In the complex realm of family discipline, stereotypes die hard. Mothers still tend to emphasize the emotional and interpersonal violations of misbehavior; "Do you ever think of how much work it is for me to clean up your mess?" Fathers, meanwhile, tend to highlight the real world implications of misbehavior; "Being a jerk isn't going to make your teacher want to do you any favors at report card time."
But one particular stereotype, the 'wait-til-your-father-gets-home' maneuver, needs to be rethought in light of expert research. It's endured because exasperated moms sometimes feel the need to apply some extra 'muscle' in certain situations. Lurking in this tired phrase are some false messages:
- As your mother, I'm not as effective at getting you to behave as your father;
- Men's potential to intimidate their children more than women is fundamentally useful to the family value system.

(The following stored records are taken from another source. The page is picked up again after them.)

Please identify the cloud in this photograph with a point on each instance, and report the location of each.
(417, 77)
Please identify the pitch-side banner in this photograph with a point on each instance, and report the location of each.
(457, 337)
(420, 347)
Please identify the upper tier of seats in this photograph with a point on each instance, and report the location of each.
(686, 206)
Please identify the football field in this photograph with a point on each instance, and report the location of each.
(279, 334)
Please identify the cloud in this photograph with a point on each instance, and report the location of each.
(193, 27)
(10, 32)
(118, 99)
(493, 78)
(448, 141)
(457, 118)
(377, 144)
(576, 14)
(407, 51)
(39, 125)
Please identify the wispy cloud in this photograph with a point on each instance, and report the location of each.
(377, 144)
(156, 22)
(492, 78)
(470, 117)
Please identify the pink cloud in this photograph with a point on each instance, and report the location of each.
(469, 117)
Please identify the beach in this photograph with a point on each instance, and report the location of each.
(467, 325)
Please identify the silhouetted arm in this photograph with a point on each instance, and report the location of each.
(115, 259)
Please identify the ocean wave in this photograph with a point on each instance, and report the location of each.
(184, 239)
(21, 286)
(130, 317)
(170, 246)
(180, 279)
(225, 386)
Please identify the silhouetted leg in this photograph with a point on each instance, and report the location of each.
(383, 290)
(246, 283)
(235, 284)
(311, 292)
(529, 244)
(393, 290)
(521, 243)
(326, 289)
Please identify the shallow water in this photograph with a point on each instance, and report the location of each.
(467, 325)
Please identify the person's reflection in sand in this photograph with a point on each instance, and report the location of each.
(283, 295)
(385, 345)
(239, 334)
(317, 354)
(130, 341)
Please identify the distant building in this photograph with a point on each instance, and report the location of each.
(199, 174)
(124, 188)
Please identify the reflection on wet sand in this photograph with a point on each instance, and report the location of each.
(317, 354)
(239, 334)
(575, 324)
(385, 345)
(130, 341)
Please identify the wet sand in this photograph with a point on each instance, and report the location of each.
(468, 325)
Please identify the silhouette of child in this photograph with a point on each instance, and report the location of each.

A landmark study of paternal influences on school-age children has found that high levels of paternal control, intrusiveness, and prohibition (good ol' fashioned authoritarian fathering) is associated with more, not less, school problems, less personal initiative, and lower social competence. So be suspicious of a return to old fashioned values. Repression and punishment don't enhance children's self-control. It sure doesn't enhance their self-regard. It just teaches kids not to get caught next time. And if you're using these techniques, there will certainly be a next time.}]
It benefits kids' self and family regard to have mothers and fathers sharing responsibility for limit setting and follow through, so set it up that way from the beginning.
Have periodic adult discussions to review disciplinary decisions, work them out, then announce to kids the left and right hand are tight.
Publicly support your spouse's decisions if kids file a grievance. Discuss in private if you feel the need to express another view. Presenting a united front to your children grants you authority, and will prevent your kids from second guessing you.